Gamma distribution modeling concentration and rate - Predictive error

yoshy · June 21, 2021, 6:51pm

I’m now trying to add calculating a loss metric on a validation set during training.

The model definition is essentially the same as we’ve discussed throughout my posts already. I’ve added an evaluate function.
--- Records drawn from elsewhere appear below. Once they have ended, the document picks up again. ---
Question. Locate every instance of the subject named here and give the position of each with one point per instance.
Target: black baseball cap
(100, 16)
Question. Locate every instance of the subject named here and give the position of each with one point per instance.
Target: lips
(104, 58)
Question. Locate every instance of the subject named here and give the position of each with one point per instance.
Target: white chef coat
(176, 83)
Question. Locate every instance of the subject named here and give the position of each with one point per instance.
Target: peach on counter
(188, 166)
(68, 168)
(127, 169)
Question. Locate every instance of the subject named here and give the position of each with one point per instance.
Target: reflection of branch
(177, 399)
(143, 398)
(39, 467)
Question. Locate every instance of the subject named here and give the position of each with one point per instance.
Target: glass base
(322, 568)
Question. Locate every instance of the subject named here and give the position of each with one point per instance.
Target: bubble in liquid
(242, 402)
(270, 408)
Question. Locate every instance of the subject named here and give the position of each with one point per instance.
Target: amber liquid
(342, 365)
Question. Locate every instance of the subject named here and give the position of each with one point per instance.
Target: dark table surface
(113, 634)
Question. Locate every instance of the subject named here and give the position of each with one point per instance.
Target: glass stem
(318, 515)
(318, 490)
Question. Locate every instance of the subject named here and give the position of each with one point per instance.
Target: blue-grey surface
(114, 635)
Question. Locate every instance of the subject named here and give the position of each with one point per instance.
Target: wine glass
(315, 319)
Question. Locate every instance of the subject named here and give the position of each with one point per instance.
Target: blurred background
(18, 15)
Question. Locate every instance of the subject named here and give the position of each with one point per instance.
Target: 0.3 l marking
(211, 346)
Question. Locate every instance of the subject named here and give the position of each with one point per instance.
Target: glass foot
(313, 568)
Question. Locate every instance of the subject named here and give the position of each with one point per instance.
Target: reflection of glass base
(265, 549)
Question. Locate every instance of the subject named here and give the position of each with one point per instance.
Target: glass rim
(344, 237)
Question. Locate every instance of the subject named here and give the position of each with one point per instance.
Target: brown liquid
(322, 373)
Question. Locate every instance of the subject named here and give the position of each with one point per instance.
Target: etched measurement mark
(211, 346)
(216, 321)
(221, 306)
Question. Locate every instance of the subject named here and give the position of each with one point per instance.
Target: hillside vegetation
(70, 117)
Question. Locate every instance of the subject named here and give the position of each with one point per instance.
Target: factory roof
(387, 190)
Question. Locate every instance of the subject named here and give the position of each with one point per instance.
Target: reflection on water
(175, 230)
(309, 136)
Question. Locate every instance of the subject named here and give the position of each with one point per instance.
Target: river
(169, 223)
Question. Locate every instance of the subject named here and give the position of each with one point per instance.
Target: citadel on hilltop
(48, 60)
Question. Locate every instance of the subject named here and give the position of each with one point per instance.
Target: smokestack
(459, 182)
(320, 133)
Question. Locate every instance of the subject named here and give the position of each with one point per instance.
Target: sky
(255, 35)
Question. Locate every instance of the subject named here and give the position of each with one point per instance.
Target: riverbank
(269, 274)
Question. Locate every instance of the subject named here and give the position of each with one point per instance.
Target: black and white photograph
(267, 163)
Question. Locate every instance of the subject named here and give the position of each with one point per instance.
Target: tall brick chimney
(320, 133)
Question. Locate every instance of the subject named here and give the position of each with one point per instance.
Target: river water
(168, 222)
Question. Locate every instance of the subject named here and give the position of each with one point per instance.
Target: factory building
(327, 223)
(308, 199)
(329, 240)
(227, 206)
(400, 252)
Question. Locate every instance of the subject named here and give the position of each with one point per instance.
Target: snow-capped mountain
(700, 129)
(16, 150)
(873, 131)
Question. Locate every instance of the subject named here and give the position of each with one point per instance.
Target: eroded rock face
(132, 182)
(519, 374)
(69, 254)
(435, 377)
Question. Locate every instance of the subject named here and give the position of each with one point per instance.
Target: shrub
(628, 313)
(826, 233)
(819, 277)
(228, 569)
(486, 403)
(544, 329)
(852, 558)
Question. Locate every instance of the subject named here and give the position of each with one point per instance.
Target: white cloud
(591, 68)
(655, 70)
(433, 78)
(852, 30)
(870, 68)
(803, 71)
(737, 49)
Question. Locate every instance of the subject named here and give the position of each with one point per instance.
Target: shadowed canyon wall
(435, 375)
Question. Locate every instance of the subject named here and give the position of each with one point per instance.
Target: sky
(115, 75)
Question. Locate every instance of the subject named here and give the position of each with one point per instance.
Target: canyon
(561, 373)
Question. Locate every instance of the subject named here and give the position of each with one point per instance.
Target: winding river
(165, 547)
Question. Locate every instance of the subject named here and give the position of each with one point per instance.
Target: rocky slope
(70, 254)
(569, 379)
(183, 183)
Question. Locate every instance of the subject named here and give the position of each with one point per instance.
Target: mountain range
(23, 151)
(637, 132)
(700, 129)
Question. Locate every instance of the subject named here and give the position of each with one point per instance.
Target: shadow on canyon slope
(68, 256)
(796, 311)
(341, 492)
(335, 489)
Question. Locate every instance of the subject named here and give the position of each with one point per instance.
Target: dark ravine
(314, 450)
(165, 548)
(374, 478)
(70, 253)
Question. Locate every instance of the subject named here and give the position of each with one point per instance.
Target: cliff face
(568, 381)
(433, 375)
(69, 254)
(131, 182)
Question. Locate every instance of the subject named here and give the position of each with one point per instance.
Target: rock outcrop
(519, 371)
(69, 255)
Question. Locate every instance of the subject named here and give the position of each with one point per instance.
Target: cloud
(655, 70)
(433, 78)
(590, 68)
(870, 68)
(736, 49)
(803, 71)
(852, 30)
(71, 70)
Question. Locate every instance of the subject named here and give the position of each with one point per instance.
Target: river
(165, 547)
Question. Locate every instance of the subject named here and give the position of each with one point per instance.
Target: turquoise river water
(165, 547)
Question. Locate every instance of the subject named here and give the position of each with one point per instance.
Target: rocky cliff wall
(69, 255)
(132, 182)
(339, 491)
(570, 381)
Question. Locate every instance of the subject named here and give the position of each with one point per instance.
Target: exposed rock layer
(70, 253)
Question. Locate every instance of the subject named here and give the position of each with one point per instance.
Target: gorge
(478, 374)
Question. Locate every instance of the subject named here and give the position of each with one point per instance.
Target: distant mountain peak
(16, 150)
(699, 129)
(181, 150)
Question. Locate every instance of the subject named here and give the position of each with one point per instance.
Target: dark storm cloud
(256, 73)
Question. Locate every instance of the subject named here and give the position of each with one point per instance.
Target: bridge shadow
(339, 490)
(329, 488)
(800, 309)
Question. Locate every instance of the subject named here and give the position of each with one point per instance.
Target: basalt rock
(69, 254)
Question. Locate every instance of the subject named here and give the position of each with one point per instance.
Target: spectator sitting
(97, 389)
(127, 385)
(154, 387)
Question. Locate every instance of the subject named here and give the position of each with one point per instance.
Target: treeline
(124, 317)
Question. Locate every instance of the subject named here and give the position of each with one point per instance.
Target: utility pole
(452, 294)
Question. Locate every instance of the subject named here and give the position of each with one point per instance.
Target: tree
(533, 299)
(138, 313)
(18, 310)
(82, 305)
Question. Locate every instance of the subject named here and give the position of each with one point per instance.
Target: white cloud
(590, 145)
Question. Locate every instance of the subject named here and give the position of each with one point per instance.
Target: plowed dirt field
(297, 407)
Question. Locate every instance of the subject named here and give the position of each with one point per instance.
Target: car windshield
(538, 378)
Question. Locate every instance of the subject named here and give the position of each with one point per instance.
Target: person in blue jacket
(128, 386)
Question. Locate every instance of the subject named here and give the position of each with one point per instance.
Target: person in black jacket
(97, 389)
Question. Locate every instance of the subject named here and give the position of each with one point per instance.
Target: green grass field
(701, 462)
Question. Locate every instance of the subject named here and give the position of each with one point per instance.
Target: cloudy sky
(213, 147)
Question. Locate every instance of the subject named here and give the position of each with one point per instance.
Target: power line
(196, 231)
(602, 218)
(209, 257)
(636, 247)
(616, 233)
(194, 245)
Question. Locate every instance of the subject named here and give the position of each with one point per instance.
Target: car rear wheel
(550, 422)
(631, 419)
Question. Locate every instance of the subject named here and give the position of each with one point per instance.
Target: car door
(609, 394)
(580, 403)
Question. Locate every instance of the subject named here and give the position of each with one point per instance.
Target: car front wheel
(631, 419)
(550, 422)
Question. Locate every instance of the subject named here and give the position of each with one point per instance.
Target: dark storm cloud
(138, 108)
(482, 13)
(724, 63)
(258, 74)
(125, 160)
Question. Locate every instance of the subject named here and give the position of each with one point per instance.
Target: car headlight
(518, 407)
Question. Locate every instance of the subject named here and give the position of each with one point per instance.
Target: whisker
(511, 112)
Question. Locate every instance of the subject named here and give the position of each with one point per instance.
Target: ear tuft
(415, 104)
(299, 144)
Right now, I’m keeping it simple by just calculating MAE based on the average of the samples.

def evaluate(model, criterion, val_dataloader_iter, validation_steps, device, metric_agg_fn=None):
    model.eval()  # Set model to evaluate mode

    predictive_obs = Predictive(model, guide=guide, num_samples=100, return_sites = ['obs'])
  # statistics
    running_loss = 0.0

  # Iterate over all the validation data.
    for step in range(validation_steps):
        pd_batch = next(val_dataloader_iter)
        pd_batch['features'] = torch.transpose(torch.stack([pd_batch[x] for x in x_feat]), 0, 1).double()    
        inputs = pd_batch['features'].to(device)
        labels = pd_batch[y_name].to(device)
        samples_obs = predictive_obs(inputs)
        loss = np.absolute(torch.mean(samples_obs['obs'], dim = 0) - labels).mean()
        running_loss += loss
            
  # The losses are averaged across observations for each minibatch.
    epoch_loss = running_loss / validation_steps
  
  # metric_agg_fn is used in the distributed training to aggregate the metrics on all workers
    print('Validation Loss: {:.4f} '.format(epoch_loss)) # Func: {:.4f} , loss.item()
    return epoch_loss

def train_one_epoch_SVI(svi,  
                    train_dataloader_iter, steps_per_epoch, epoch, 
                    device):
    running_loss = 0.0
    #iii = 0
    # Iterate over the data for one epoch.
    for step in range(steps_per_epoch):
        pd_batch = next(train_dataloader_iter)
        pd_batch['features'] = torch.transpose(torch.stack([pd_batch[x] for x in x_feat]), 0, 1).double()
        inputs = pd_batch['features'].to(device)
        #labels = pd_batch['pmpm'].to(device)
        labels = pd_batch[y_name].double()# + .01
        labels = labels.to(device)
        loss = svi.step(inputs, labels)
        #iii = iii + 1

        # statistics
        running_loss += loss
    #scheduler.step()

    epoch_loss = running_loss / (steps_per_epoch)
    #epoch_acc = running_corrects.double() / (steps_per_epoch * BATCH_SIZE)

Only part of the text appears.